Wir spulen weit zurück.

Hühnereier liegen in weißem Sand. „Hier unser opulentes Frühstücksbuffet!“ Schwenk über Marmeladetiegel in fruchtigen Farben mit eruptiven Spuren auf dem Tischtuch, aneinander klebende Käsescheiben, Schinken, Wurst, Lachs, unzählige Müslisorten und Fruchtjoghurt, Bananenmilch, Kokosnuss-Scheiben. „Ein herrlicher Tag beginnt mit gewonnenen Kilos!“
Ältliche Damen unterstreichen mit Bergen von leerem Butterpapier den Kommentar. Einige von ihnen bewegen sich mit modischen Sonnenbrillen und sommerlich-bunten, zeltartigen Kleidern durch eine Tür mit der Aufschrift „Sonnendeck“. Tirilierende und zackig erwiderte „Good morning!“ sind im Hintergrund zu hören.
Ins Bild kommt ein mit Wurst und Käse beladener Tisch und der Rücken einer schlanken Dame. „Walter, ich habe Ihnen gesagt, Sie sollen mich nicht filmen!“

„Ich stehe hier auf der Brücke, die erstaunlich geräumig ist, mit ihren vielen Instrumenten, Knöpfen und Schaltpulten. Vor mir steht der erste Offizier Bradvarov, der sich bereit erklärt hat, mir ein Interview zu geben.
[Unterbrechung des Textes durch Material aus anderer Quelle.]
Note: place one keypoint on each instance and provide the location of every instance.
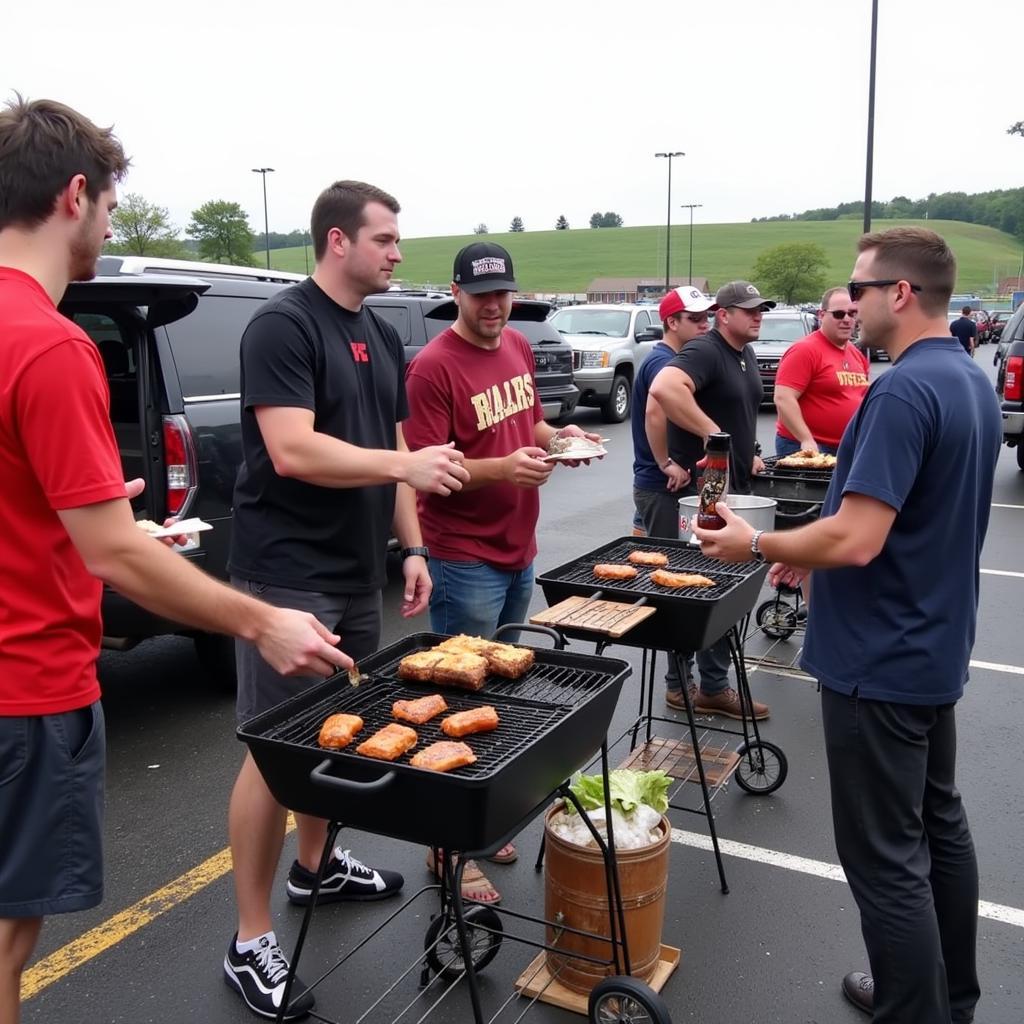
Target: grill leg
(700, 774)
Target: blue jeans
(476, 598)
(784, 446)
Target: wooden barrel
(576, 895)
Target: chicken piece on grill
(419, 711)
(338, 730)
(443, 756)
(465, 723)
(389, 743)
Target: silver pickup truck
(609, 343)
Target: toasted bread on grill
(467, 671)
(419, 711)
(610, 570)
(465, 723)
(508, 660)
(676, 580)
(654, 558)
(419, 666)
(338, 730)
(443, 756)
(389, 743)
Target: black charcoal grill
(688, 617)
(552, 720)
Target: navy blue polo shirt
(925, 441)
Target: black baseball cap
(483, 266)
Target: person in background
(473, 386)
(658, 474)
(326, 478)
(821, 381)
(66, 524)
(894, 605)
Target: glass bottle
(715, 482)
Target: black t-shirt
(965, 330)
(729, 390)
(302, 350)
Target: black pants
(903, 841)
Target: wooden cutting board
(613, 619)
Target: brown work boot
(727, 704)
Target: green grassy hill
(567, 261)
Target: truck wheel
(616, 406)
(216, 654)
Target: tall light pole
(691, 207)
(266, 224)
(668, 226)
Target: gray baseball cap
(742, 294)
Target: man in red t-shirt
(821, 381)
(66, 524)
(473, 384)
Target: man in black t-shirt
(326, 475)
(965, 330)
(714, 385)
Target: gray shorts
(51, 812)
(355, 617)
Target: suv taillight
(1013, 386)
(179, 456)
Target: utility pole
(668, 226)
(266, 224)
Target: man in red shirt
(473, 384)
(821, 381)
(66, 524)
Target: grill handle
(321, 775)
(530, 628)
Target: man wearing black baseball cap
(713, 385)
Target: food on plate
(338, 730)
(676, 580)
(443, 756)
(648, 558)
(465, 723)
(419, 711)
(389, 743)
(610, 570)
(466, 671)
(419, 666)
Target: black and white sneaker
(345, 879)
(259, 977)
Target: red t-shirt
(484, 400)
(56, 452)
(833, 382)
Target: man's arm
(298, 451)
(674, 390)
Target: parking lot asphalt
(773, 949)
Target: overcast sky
(470, 112)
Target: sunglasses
(856, 288)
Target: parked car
(609, 343)
(779, 329)
(1010, 383)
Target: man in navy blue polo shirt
(892, 623)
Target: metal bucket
(759, 512)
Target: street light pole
(266, 224)
(668, 226)
(691, 207)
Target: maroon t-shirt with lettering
(484, 400)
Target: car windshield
(781, 329)
(611, 323)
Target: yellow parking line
(97, 940)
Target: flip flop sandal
(506, 855)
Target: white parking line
(819, 868)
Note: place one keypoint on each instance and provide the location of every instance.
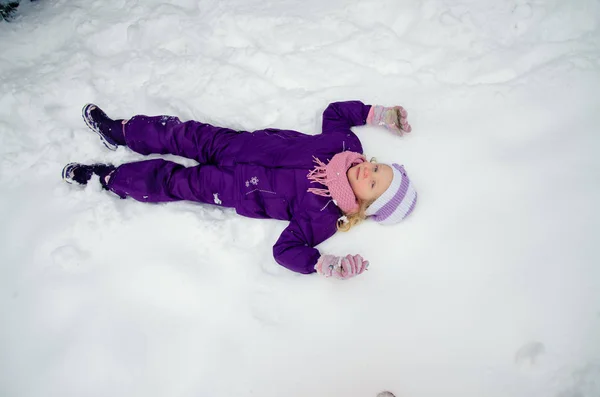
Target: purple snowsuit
(262, 174)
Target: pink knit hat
(333, 175)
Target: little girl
(320, 183)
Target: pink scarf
(333, 175)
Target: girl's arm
(295, 251)
(341, 116)
(295, 247)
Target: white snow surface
(491, 288)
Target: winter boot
(76, 173)
(110, 131)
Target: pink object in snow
(333, 175)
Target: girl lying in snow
(264, 174)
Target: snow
(490, 288)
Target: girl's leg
(202, 142)
(161, 181)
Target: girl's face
(369, 180)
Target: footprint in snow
(529, 353)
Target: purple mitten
(341, 267)
(392, 118)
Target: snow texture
(490, 288)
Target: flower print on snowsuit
(262, 174)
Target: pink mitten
(341, 267)
(394, 118)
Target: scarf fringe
(319, 175)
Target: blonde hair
(346, 222)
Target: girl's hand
(341, 267)
(393, 118)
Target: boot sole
(86, 118)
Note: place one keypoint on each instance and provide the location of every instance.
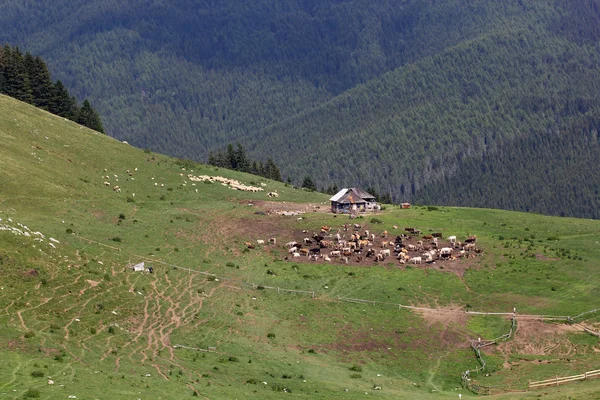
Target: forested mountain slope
(394, 95)
(187, 76)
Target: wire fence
(559, 381)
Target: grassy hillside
(72, 313)
(405, 97)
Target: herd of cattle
(352, 244)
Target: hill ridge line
(567, 318)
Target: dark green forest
(27, 78)
(449, 102)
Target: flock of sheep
(231, 183)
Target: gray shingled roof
(352, 195)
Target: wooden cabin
(352, 200)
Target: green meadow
(209, 321)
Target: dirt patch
(544, 257)
(534, 337)
(445, 316)
(275, 207)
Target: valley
(217, 319)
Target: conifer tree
(308, 183)
(88, 117)
(39, 81)
(61, 103)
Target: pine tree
(15, 75)
(243, 164)
(2, 69)
(61, 103)
(272, 172)
(39, 81)
(231, 157)
(308, 183)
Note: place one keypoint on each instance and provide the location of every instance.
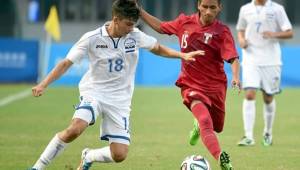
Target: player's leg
(270, 86)
(269, 114)
(194, 133)
(248, 117)
(59, 143)
(217, 113)
(251, 82)
(115, 152)
(206, 128)
(85, 114)
(115, 130)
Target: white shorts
(115, 120)
(266, 78)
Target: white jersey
(112, 64)
(255, 20)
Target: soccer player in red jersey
(203, 82)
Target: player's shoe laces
(225, 161)
(83, 164)
(267, 140)
(246, 142)
(194, 133)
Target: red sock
(207, 133)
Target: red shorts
(215, 102)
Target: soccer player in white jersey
(261, 24)
(106, 88)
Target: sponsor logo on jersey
(129, 45)
(207, 37)
(101, 46)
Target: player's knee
(70, 133)
(250, 94)
(218, 129)
(119, 156)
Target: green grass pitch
(159, 131)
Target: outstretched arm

Good morning, Sir.“
Die Kamera zeigt zuerst die Brust, dann das schlecht rasierte Kinn, schließlich das ganze Gesicht eines groß gewachsenen Mannes in weißer Uniform.
„Morning.“
„Ich frage ihn, wo wir sind. Can you show to the camera where exactly we are?“
„We are here. This is the Horn of Africa and this the Gulf of Aden.“
„Aha. Da sind auch die Piraten. How about the pirates?“
„It will be no problem. Most of the attacks are at night and we are passing this area tomorrow in full daylight. Besides, we have twenty-five strongly armed men on board for our safety, and a helicopter. The captain knows this area very well and we have two French battle ships very near, most of the time.“
„Er sagt, sie greifen nur nachts an, wir sind gut bewaffnet, und Kriegsschiffe sind in der Nähe. Kein Grund zur Sorge. So there is no need to worry.“
„Exactly. Enjoy your stay.“
„Thank you, Sir.“

Die allesamt im Schatten stehenden Liegestühle des Seitendecks sind leer, entfernt ist Musik, die Mikrophonstimme eines Animateurs und kreischendes Lachen zu hören. Ein Schnellboot kommt ins Bild und nähert sich mit hoher Geschwindigkeit. Die Kamera wackelt stark, auf einem Standbild sind sieben, acht Schwarze mit Maschinengewehr und Panzerfaust zu erkennen. „Ach du Scheiße!“
Die Kamera bewegt sich auf den hinteren Teil des Schiffs zu, wo sich ein Stiegenabgang befindet. Dort schwenkt sie abrupt um 180 Grad und zeigt nun das Schnellboot längsseits des Schiffs, wo bereits eine Landungsklappe offen steht. „Die lassen die einfach so rein?“

Unter schwerem Atem eilt der Mann mit der Kamera die Außentreppe hinunter, durch eine Eisentür und dann durch einen langen, schmalen Gang, immer wieder touchiert er die Wände. Eine Kabinentür wird hektisch aufgerissen, dem Schrank ein Buch entnommen, diesem wiederum ein Lesezeichen, das zerfetzt wird. Darin befindet sich eine Münze. „Mein Glücksbringer! Ich hätte dich nicht mitnehmen sollen! Sie werden nach dir suchen und dich mir wegnehmen, bevor du mir Glück bringen konntest. Aber ich werde um dich kämpfen und dann mit deinem Glück Hella für mich gewinnen!“
Das Standbild zeigt eine Goldmünze mit der Aufschrift „Liberty“, einer jungen Frau mit Fackel und Olivenzweig, rechts unten die Jahreszahl 1933. Der „Double Eagle“, teuerste Münze der Welt, dessen einziges Exemplar im Jahr 2002 für mehr als 7,5 Millionen Dollar ersteigert wurde.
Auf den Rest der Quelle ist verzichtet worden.